Getting Started

For an easy start with the Python Interface, install divERGe from pip via

pip install diverge-flow

You find a tutorial for the C interface here. You can further download divERGe.tar.gz to obtain a pre-compiled copy of divERGe that additionally contains the C Interface and some Examples. For more pre-built versions, see releases. If you wish to compile yourself to include various optimizations (MPI, CUDA, …), you can do so by cloning the git repository and following the build instructions. Moreover, environment variables can be used to change the number of threads for different components, see Runtime Tuning.

Usage

The C Interface represents the centrum of divERGe. Python specific library features (e.g. the Autoflow function) are documented here. For reading the output files, see the documentation for diverge.output and also the Python doc obtained from within Python using help(object), i.e.,

import diverge.output as do
help(do.diverge_model)
help(do.diverge_post_tu)

In general, the naming for Python functions follows the C function naming, except for that the diverge_ prefix is omitted.

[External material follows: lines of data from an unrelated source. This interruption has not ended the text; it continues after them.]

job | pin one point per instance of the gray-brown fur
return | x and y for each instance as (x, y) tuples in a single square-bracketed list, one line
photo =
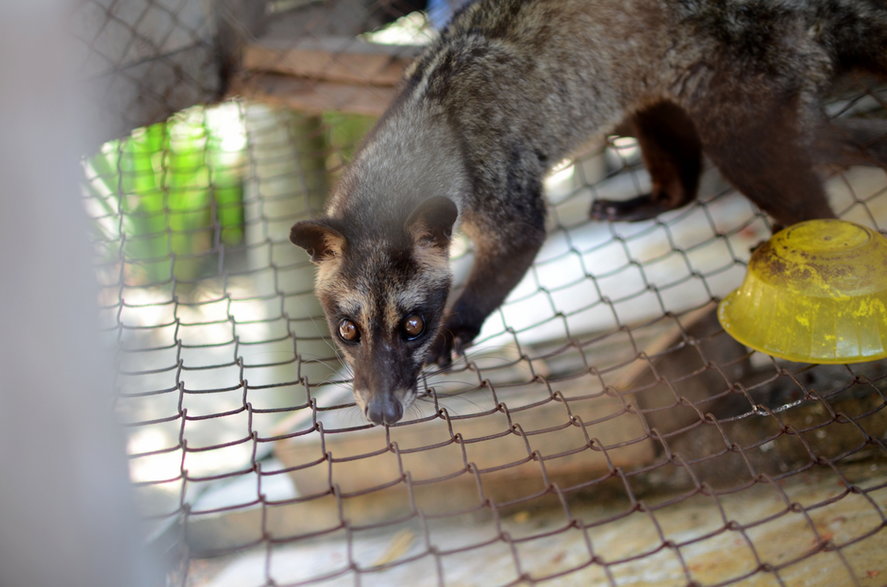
[(512, 87)]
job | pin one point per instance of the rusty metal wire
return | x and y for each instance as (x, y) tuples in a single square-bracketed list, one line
[(604, 430)]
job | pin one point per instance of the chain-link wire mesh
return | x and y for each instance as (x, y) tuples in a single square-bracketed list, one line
[(603, 429)]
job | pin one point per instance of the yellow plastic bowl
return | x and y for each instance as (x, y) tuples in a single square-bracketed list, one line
[(816, 292)]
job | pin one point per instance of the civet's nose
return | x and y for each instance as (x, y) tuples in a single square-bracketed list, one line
[(384, 409)]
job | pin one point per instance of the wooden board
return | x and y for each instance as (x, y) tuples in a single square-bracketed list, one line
[(336, 59), (313, 96)]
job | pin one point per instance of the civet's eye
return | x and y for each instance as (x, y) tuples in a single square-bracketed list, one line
[(413, 326), (348, 330)]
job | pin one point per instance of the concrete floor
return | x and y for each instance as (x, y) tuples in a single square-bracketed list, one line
[(802, 533)]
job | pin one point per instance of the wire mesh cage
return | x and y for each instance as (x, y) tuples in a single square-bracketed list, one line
[(602, 430)]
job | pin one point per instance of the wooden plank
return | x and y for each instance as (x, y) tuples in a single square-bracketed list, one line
[(313, 96), (338, 59)]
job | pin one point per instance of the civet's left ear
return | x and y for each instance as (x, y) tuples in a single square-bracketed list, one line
[(431, 222)]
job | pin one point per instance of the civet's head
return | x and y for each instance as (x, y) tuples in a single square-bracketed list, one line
[(383, 290)]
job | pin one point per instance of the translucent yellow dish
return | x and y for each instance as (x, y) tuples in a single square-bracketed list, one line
[(816, 292)]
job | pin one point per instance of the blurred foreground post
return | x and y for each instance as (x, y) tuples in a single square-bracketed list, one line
[(66, 514)]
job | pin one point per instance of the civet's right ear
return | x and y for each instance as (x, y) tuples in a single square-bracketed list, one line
[(431, 222), (319, 238)]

We now continue with the example: On a not-too-old Linux machine (GLIBC >= 2.17), extract the tar.gz file and use a python3 interpreter to execute the simple example.

mkdir divERGe
tar -C divERGe -xvf divERGe.tar.gz
cd divERGe

You should now see output as below:

output for simple example model

Troubleshooting

If the pip installation fails, you can navigate to the folder where you extracted diverge.tar.gz and execute

python3 setup.py install

Congratulations

You’ve just managed to do your first FRG simulation of a square lattice Hubbard model that displays \(d\)-wave superconductivity! Now let’s take a look at the output:

Besides the compilation status of the library (first line) and some logging information (prefixed with [divERGe:logname]), the on-line output contains information on chosen defaults and other miscellaneous information (prefixed with #): We observe that two files have been written: model.dvg (containing everything set in the Model) and post.dvg (see Postprocessing and Output). To read the .dvg files, we strongly suggest to use the function provided in the python library (see Simulation Output). Apart from the output files, the values for the scale and integration of the flow equations as table with entries Lambda, dLambda, Lp, Lm, dP, dC, dD, V are printed This output can be conveniently piped to a file to obtain a flow data file for further processing. Instead of

python3 examples/simple.py

you can call

python3 examples/simple.py > flow.dat

to obtain three files as output: model.dvg, post.dvg, and flow.dat (with the flow information). The columns in flow.dat correspond to:

Lambda:

the current scale

dLambda:

the step size

Lp:

the particle particle loop maximum

Lm:

the particle hole loop maximum

dP:

the differential (for grid and patch) or absolute (for tu) channel maximum in the particle particle channel

dC:

the differential (for grid and patch) or absolute (for tu) channel maximum in the crossed particle hole channel

dD:

the differential (for grid and patch) or absolute (for tu) channel maximum in the direct particle hole channel

V:

the absolute maximum element of the vertex (for grid/patch) or maximum of the channel maxima (tu)

License

divERGe is published under the GPLv3. The license is found in the git repo. License information from within divERGe can be obtained by calling diverge_license() or diverge_license_print().